NASA’s fault: Debris from the ISS fell on a house in Florida

Florida homeowner Alejandro Otero reported that a metal object weighing about 1 kg crashed into the roof of his house and pierced two floors. Presumably, this is a fragment of a garbage container thrown off the ISS in 2021.

Fragment of space debris fell on a house in Florida. Source: Alejandro Otero

The incident occurred on March 8. According to the security camera, the fragment crashed into the house at 2:34 p.m. local time. According to the US Space Command, just five minutes earlier, a fragment of space debris entered the Earth’s atmosphere over the Gulf of Mexico. It was on a trajectory leading to southwest Florida. So it is almost certain that the object that fell on the house is one of its unburned fragments.

The source of this debris is the ISS. In 2021, NASA threw out a 2.9-ton pallet loaded with spent nickel-hydrogen batteries from the station. The Canadarm2 manipulator arm was used to throw it off. Since the pallet had no engines, in the following years it declined uncontrollably until it entered the Earth’s atmosphere. 

A pallet with spent batteries thrown from the ISS. Source: NASA

Of course, much larger fragments of space debris, such as spent rocket stages and satellites, regularly fall to Earth from space. However, due to design features, fragments of batteries have a much greater chance of surviving atmospheric entry. Even before the pallet fell, astrophysicist and satellite spotter Jonathan McDowell predicted that up to half a ton of debris from the ISS would reach the Earth’s surface. But NASA was of the opinion that the pallet would almost completely burn up in the atmosphere. In the end, McDowell was right.
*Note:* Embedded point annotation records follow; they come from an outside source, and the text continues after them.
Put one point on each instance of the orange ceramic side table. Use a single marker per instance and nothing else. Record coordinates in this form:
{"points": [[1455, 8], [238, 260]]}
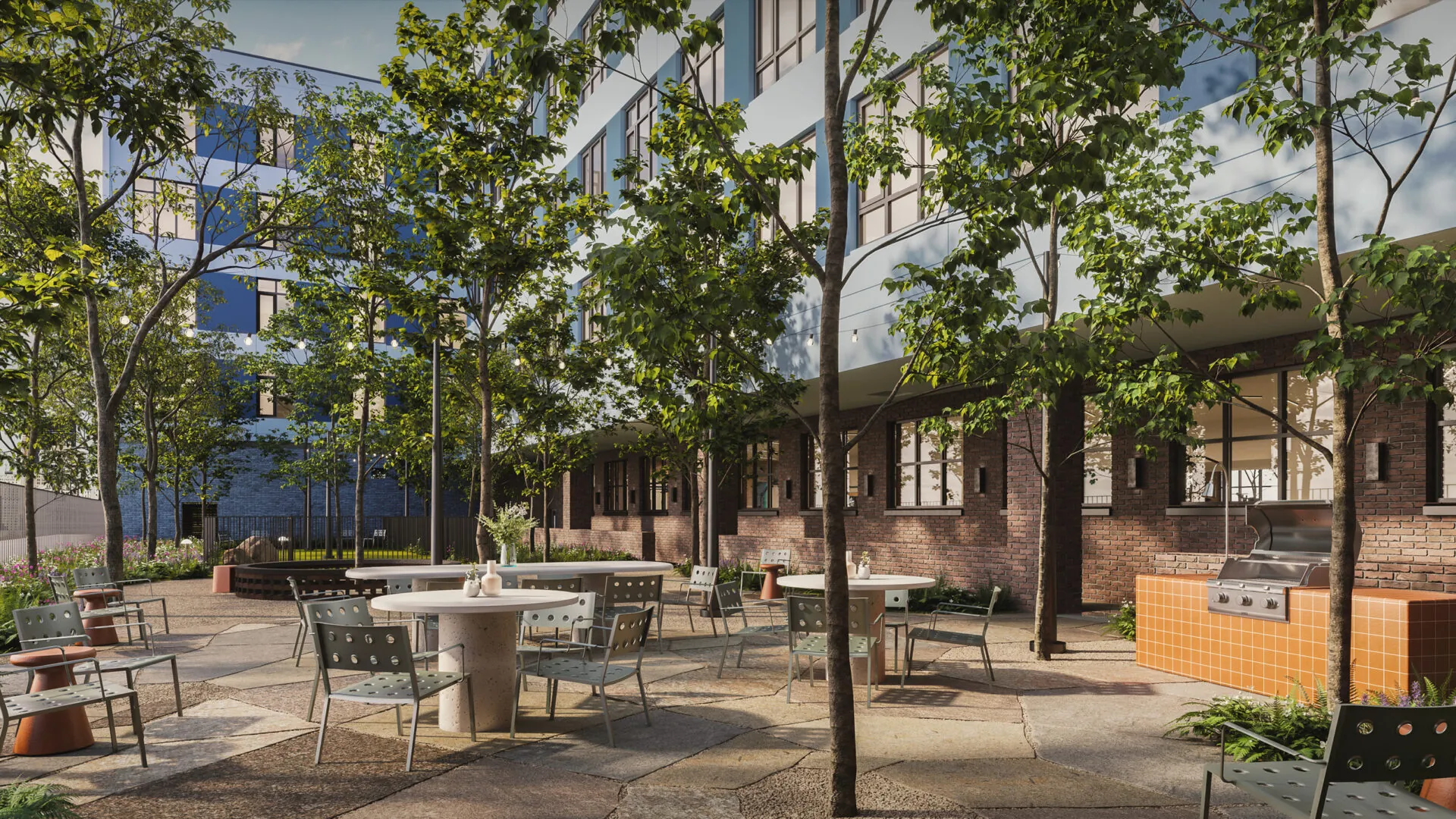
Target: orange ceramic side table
{"points": [[99, 629], [58, 730], [770, 580]]}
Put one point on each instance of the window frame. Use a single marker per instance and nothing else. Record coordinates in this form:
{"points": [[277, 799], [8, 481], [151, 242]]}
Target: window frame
{"points": [[896, 465], [609, 490], [772, 61], [748, 472], [813, 468]]}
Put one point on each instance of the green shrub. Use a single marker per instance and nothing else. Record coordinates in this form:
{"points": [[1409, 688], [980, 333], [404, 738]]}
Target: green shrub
{"points": [[1123, 621]]}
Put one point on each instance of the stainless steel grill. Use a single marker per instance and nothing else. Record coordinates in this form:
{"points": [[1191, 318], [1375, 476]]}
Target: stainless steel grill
{"points": [[1292, 550]]}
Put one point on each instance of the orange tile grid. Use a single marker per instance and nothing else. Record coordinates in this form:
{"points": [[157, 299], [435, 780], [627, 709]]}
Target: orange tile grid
{"points": [[1397, 635]]}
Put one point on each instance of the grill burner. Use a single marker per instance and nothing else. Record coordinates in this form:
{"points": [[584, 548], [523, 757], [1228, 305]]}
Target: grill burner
{"points": [[1292, 550]]}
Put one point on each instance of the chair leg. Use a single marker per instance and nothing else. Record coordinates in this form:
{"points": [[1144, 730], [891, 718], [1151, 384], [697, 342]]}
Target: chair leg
{"points": [[606, 716], [177, 686], [324, 723], [414, 729], [137, 729]]}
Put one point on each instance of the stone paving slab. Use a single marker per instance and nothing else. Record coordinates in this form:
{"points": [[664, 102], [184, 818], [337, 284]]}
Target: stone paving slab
{"points": [[641, 748], [494, 789], [734, 764], [1018, 783], [908, 738]]}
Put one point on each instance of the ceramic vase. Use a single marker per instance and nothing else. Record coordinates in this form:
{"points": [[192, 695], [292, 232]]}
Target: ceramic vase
{"points": [[491, 583]]}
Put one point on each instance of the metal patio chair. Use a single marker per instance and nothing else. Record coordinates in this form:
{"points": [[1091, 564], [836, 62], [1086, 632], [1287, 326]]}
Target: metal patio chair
{"points": [[63, 594], [348, 611], [632, 594], [730, 605], [808, 637], [628, 632], [20, 706], [60, 624], [383, 651], [699, 583], [98, 577], [935, 634], [1370, 752]]}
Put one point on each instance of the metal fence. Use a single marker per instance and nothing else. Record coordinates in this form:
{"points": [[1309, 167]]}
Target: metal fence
{"points": [[324, 538]]}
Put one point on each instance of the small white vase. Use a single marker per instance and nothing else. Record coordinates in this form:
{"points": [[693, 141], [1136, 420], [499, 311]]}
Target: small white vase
{"points": [[491, 582]]}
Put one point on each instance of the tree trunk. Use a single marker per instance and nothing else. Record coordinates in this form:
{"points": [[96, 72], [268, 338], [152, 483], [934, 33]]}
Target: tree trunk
{"points": [[843, 763], [1343, 504]]}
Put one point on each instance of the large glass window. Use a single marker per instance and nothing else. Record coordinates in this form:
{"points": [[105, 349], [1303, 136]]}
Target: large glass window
{"points": [[641, 114], [655, 477], [164, 209], [705, 72], [761, 468], [615, 499], [816, 472], [1251, 439], [785, 37], [1097, 458], [894, 205], [929, 468]]}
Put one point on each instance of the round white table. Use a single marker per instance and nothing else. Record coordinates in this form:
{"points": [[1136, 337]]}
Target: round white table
{"points": [[874, 589], [485, 627], [593, 572]]}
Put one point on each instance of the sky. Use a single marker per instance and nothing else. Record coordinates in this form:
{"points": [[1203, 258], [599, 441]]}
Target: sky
{"points": [[341, 36]]}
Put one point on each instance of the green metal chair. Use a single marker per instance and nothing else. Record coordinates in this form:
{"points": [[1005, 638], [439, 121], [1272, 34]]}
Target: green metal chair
{"points": [[1370, 752], [348, 611], [22, 706], [730, 605], [384, 653], [628, 632], [98, 577], [935, 634], [60, 624], [808, 635]]}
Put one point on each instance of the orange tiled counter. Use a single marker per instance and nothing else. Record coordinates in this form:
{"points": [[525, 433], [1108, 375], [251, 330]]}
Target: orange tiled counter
{"points": [[1397, 634]]}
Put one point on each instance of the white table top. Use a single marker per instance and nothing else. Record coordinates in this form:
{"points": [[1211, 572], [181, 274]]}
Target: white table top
{"points": [[459, 569], [875, 583], [453, 601]]}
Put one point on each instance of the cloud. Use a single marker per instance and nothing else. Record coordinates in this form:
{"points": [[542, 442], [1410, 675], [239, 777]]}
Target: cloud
{"points": [[281, 50]]}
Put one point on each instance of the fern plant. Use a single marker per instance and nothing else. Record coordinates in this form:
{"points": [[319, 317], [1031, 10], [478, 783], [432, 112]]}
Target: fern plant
{"points": [[28, 800]]}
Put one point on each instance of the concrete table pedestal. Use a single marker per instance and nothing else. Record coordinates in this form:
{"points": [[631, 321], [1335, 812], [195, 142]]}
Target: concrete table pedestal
{"points": [[485, 627], [874, 591]]}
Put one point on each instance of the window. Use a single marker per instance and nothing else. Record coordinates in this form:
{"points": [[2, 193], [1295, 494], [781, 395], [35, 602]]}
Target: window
{"points": [[814, 469], [275, 145], [165, 209], [641, 114], [1264, 461], [1097, 460], [761, 485], [705, 71], [271, 404], [928, 469], [797, 199], [593, 167], [271, 300], [617, 497], [886, 207], [655, 475], [785, 37]]}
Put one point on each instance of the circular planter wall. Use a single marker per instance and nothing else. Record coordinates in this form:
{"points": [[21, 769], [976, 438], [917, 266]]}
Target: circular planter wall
{"points": [[270, 580]]}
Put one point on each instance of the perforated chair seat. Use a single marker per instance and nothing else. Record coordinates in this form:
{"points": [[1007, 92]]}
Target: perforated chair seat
{"points": [[1291, 786], [391, 689]]}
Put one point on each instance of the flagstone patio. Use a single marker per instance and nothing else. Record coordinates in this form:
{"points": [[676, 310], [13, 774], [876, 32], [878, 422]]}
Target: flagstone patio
{"points": [[1075, 736]]}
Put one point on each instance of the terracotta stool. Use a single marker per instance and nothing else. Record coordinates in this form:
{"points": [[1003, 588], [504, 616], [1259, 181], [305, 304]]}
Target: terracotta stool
{"points": [[770, 582], [58, 730], [98, 629]]}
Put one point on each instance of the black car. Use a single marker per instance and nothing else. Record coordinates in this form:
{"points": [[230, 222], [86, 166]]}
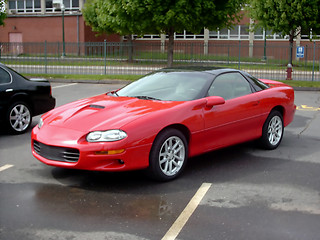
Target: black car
{"points": [[21, 99]]}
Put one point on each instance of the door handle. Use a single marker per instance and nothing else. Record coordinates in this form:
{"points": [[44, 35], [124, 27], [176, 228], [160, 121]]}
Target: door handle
{"points": [[256, 103]]}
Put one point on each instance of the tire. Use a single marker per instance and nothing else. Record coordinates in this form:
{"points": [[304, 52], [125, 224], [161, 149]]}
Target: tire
{"points": [[168, 155], [19, 117], [272, 131]]}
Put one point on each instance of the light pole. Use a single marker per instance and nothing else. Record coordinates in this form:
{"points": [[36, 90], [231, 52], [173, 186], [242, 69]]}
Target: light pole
{"points": [[63, 42]]}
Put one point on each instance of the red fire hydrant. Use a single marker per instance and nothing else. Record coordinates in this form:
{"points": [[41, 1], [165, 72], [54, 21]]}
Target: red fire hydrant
{"points": [[289, 72]]}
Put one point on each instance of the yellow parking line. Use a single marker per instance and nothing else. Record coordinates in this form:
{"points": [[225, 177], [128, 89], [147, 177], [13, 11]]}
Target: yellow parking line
{"points": [[307, 108], [5, 167], [187, 212]]}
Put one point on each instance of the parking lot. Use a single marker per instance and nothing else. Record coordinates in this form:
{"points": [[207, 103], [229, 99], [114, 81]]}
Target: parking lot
{"points": [[241, 192]]}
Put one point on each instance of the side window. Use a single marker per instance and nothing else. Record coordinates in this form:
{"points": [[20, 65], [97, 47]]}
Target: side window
{"points": [[4, 76], [230, 85]]}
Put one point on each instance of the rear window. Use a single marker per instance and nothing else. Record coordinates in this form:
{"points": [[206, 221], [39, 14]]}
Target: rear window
{"points": [[5, 77]]}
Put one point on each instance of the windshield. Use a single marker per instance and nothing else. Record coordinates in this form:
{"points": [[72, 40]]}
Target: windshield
{"points": [[169, 86]]}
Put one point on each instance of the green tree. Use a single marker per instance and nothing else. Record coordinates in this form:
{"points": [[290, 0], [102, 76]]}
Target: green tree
{"points": [[3, 14], [140, 17], [124, 17], [288, 17]]}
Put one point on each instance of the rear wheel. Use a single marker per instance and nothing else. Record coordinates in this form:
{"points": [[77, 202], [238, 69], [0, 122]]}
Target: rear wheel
{"points": [[19, 117], [272, 131], [168, 155]]}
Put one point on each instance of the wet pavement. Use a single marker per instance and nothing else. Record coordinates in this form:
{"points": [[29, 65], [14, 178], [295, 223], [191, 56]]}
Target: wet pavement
{"points": [[253, 193]]}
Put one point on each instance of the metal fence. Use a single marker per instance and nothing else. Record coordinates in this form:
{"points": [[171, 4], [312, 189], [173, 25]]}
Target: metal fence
{"points": [[264, 61]]}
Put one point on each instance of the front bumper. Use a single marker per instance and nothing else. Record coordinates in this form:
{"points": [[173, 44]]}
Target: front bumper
{"points": [[56, 151]]}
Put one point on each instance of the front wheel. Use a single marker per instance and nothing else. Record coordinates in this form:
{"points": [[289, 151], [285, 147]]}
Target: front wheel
{"points": [[272, 131], [168, 155], [19, 117]]}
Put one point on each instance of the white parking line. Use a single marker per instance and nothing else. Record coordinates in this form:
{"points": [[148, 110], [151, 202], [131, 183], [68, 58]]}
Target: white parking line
{"points": [[187, 212], [65, 85], [5, 167]]}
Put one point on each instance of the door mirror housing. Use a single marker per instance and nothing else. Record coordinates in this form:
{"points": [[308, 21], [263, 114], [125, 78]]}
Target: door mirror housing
{"points": [[214, 101]]}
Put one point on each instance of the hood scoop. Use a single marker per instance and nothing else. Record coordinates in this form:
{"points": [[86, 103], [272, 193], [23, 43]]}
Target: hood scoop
{"points": [[96, 106]]}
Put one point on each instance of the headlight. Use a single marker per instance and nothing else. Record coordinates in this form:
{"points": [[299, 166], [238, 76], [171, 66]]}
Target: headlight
{"points": [[40, 123], [106, 136]]}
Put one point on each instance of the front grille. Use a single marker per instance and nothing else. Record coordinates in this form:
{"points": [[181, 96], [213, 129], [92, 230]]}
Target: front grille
{"points": [[56, 153]]}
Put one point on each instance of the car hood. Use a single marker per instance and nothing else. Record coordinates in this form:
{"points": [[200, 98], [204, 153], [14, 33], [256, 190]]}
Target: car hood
{"points": [[103, 112]]}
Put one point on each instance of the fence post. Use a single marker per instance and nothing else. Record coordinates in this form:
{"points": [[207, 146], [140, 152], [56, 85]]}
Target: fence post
{"points": [[239, 54], [105, 56], [314, 59], [228, 54], [45, 57]]}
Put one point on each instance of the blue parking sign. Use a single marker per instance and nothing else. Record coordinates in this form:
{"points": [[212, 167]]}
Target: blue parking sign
{"points": [[300, 52]]}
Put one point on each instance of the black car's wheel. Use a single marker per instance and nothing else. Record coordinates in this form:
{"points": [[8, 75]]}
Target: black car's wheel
{"points": [[168, 155], [19, 117], [272, 131]]}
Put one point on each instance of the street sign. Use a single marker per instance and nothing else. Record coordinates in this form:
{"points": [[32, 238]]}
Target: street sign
{"points": [[300, 52]]}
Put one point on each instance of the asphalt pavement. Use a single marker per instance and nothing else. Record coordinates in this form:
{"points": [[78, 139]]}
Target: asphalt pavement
{"points": [[241, 192]]}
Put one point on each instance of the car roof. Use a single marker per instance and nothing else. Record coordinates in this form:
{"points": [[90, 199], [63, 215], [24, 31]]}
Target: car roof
{"points": [[205, 69]]}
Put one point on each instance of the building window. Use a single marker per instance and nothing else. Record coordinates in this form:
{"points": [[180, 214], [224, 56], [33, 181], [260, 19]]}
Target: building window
{"points": [[69, 5], [24, 6]]}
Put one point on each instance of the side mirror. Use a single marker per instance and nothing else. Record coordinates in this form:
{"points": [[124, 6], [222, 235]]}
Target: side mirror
{"points": [[214, 101]]}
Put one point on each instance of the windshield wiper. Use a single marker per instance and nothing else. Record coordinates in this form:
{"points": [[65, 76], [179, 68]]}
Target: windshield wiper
{"points": [[146, 98]]}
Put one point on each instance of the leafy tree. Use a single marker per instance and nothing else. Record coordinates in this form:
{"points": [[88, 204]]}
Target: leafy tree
{"points": [[288, 17], [3, 14], [140, 17]]}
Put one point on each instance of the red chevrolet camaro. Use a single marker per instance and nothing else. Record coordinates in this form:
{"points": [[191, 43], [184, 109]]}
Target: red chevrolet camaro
{"points": [[158, 122]]}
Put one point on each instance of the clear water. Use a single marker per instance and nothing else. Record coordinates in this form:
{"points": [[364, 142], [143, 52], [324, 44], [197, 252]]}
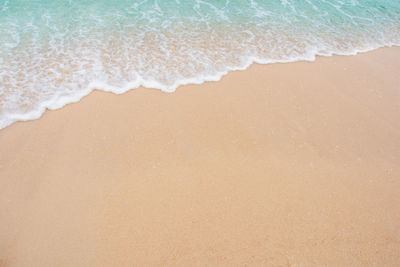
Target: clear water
{"points": [[53, 52]]}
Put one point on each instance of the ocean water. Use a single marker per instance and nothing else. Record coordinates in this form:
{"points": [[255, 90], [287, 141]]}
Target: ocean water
{"points": [[54, 52]]}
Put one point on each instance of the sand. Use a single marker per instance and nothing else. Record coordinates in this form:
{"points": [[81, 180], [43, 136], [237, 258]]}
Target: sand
{"points": [[279, 165]]}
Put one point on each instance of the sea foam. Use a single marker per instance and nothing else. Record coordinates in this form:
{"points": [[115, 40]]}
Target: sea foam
{"points": [[55, 52]]}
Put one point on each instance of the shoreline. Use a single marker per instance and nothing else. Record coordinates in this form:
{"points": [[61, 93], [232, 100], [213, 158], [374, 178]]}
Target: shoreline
{"points": [[140, 83], [294, 164]]}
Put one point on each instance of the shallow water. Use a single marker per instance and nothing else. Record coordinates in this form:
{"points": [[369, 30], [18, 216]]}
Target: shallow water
{"points": [[54, 52]]}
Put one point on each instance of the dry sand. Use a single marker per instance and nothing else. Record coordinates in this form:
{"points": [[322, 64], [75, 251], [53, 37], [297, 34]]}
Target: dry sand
{"points": [[285, 164]]}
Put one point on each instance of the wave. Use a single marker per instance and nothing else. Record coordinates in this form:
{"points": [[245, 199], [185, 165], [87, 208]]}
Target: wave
{"points": [[55, 52]]}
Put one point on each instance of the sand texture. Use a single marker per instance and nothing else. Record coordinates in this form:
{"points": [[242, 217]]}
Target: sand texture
{"points": [[279, 165]]}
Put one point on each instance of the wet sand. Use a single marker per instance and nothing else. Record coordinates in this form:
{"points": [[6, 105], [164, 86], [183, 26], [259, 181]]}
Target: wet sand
{"points": [[279, 165]]}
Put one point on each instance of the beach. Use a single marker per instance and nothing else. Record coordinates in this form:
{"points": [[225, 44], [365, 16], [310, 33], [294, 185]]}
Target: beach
{"points": [[293, 164]]}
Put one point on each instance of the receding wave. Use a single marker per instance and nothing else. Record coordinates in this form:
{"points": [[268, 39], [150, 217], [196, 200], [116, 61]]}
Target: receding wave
{"points": [[55, 52]]}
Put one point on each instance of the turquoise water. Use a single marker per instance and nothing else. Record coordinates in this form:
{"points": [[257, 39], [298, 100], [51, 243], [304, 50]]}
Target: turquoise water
{"points": [[53, 52]]}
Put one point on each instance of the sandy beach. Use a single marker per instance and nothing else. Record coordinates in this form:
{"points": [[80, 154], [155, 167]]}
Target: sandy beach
{"points": [[292, 164]]}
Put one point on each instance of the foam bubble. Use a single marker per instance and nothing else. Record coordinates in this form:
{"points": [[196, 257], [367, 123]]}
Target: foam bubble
{"points": [[55, 52]]}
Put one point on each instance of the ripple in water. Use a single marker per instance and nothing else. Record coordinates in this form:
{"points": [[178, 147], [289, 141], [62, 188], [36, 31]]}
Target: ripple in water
{"points": [[54, 52]]}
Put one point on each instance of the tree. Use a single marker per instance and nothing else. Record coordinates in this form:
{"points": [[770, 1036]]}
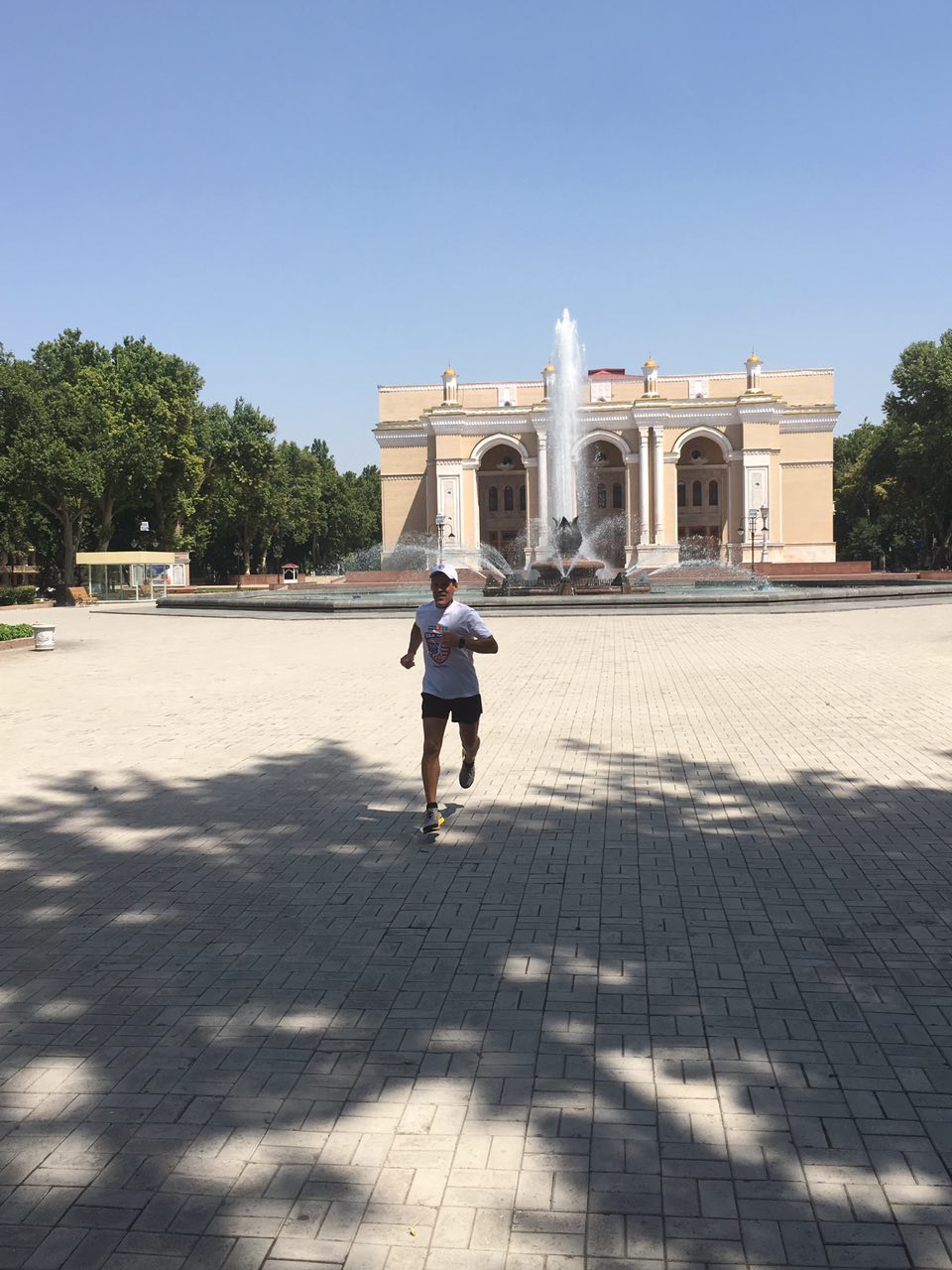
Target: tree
{"points": [[53, 425], [919, 423], [154, 465]]}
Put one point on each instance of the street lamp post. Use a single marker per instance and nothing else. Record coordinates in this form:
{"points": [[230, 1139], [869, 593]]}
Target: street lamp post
{"points": [[752, 529], [443, 522]]}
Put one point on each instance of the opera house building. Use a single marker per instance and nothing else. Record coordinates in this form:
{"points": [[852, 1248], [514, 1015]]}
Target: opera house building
{"points": [[661, 462]]}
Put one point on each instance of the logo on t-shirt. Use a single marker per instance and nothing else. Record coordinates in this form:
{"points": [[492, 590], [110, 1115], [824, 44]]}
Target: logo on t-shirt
{"points": [[438, 652]]}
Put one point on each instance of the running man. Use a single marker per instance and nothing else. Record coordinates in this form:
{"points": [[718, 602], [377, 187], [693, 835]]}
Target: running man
{"points": [[449, 633]]}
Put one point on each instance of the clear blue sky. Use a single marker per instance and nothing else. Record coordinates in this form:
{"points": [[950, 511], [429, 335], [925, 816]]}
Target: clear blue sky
{"points": [[309, 198]]}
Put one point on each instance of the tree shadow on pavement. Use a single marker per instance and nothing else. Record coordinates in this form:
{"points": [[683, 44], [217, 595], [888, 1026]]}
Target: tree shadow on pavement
{"points": [[656, 1015]]}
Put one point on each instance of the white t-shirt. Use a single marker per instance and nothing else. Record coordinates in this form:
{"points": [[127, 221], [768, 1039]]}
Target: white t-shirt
{"points": [[449, 672]]}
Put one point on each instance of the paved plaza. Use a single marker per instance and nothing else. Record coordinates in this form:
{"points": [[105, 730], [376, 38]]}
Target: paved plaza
{"points": [[671, 992]]}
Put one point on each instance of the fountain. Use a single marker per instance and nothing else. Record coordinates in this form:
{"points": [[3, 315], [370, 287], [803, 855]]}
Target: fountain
{"points": [[561, 559]]}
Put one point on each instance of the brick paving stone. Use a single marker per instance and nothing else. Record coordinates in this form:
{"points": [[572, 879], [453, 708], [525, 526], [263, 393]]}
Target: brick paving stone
{"points": [[671, 991]]}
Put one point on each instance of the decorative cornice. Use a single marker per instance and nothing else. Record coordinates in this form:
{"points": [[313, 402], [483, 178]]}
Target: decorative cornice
{"points": [[397, 440], [810, 423], [634, 379]]}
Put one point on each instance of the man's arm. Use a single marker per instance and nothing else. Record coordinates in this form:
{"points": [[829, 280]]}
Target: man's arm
{"points": [[475, 644], [416, 640]]}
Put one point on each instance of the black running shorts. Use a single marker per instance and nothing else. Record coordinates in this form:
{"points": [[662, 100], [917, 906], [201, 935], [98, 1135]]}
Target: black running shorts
{"points": [[462, 708]]}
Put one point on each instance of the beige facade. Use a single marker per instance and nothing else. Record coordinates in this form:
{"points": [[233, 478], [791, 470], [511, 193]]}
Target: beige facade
{"points": [[658, 460]]}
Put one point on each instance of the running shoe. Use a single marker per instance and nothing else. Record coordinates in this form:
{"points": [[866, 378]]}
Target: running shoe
{"points": [[431, 821]]}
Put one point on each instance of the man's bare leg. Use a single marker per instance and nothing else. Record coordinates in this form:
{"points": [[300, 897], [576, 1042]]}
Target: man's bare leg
{"points": [[433, 731], [470, 740]]}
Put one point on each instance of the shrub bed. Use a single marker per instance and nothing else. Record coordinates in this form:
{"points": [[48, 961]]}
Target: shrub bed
{"points": [[18, 594]]}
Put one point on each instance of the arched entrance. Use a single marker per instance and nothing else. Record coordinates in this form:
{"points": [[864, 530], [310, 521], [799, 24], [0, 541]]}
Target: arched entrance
{"points": [[702, 498], [502, 492]]}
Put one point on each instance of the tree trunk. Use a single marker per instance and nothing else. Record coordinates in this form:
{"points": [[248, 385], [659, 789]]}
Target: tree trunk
{"points": [[68, 548], [105, 522]]}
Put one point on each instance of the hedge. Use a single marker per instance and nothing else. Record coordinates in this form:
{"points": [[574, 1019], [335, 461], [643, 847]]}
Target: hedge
{"points": [[18, 594]]}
It is worth noting that initially NASA was not going to just throw away such a large cargo from the ISS. It was planned to use the HTV supply spacecraft for its disposal. However, this was prevented by the accident that occurred in 2018, which happened during the launch of the Soyuz MS-10 mission. It led to disruption of the schedule of spacewalks and replacement of the ISS batteries. As a result, HTV flew to Earth empty, and NASA had to find another way to get rid of the debris.

A hole left by a fallen piece of space debris. Source: NASA

Apparently, now the aerospace administration will have to pay some kind of compensation to the owner of the house. It is reported that NASA experts have already taken the fragment for analysis.